# Hero of the day



## ped (Dec 19, 2016)

if it's real....



there's zero blood splatter on a bone white podium and floor. the cameraman just stands there, there's zero other security, and the guy drops but gun keeps firing. 

hmmm


----------



## Kim Chee (Dec 20, 2016)

ped said:


> if it's real....
> 
> there's zero blood splatter on a bone white podium and floor. the cameraman just stands there, there's zero other security, and the guy drops but gun keeps firing.
> 
> hmmm



Pistol rounds don't always make "Quentin Tarantino" Hollywood spray.

The cameraman isn't standing, he is crouched and his camera is on a tripod.

I'll have to look at the video to see what you mean about "the gun keeps firing" as I didn't see/hear anything unusual.


----------



## ped (Dec 20, 2016)

You can see his shirt pop as if the round exited. You didn't notice the gun keeps going after the drop? There's literally zero blood after what 8 rounds and him laying there for quite a while.

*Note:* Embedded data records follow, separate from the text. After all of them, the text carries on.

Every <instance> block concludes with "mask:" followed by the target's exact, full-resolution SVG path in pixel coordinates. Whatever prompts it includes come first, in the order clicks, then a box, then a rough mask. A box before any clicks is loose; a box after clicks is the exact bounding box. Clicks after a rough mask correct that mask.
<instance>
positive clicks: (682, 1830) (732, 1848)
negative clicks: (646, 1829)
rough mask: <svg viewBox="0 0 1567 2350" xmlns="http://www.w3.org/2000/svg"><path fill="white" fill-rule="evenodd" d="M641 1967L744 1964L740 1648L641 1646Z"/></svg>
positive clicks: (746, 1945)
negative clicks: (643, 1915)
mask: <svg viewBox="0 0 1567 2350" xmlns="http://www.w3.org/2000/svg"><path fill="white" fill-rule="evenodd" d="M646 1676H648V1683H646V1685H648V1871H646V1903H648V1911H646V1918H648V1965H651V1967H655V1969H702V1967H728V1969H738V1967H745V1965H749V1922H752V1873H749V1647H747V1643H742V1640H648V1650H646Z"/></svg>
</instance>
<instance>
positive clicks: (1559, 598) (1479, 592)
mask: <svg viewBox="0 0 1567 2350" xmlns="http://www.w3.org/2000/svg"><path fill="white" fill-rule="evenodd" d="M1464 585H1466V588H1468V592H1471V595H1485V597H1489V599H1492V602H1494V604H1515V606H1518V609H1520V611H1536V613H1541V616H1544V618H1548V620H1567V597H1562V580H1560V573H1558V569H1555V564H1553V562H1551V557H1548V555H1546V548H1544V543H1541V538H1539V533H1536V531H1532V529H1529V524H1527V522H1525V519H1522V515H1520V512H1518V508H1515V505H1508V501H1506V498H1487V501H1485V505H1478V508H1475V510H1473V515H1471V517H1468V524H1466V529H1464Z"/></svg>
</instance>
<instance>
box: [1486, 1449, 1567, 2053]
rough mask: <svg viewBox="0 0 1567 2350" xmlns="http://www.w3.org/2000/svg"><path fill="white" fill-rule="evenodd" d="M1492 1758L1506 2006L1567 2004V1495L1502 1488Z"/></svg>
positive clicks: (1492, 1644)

He can't be crouching as he's zooming camera as shoots are being fired

There's more video of a camera behind the shooter too

Russian propaganda at its finest.


----------



## ped (Dec 20, 2016)

As I researched it and made an edit about other videos I noticed there's now a big red blurb in front of exit wound (with zero blood) and where the background footage went. It appears all sources have changed the video already.
http://redefininggod.com/2016/12/why-the-assassination-of-the-russian-ambassador-appears-faked/

It no doubt fake now. Had you seen the original....


----------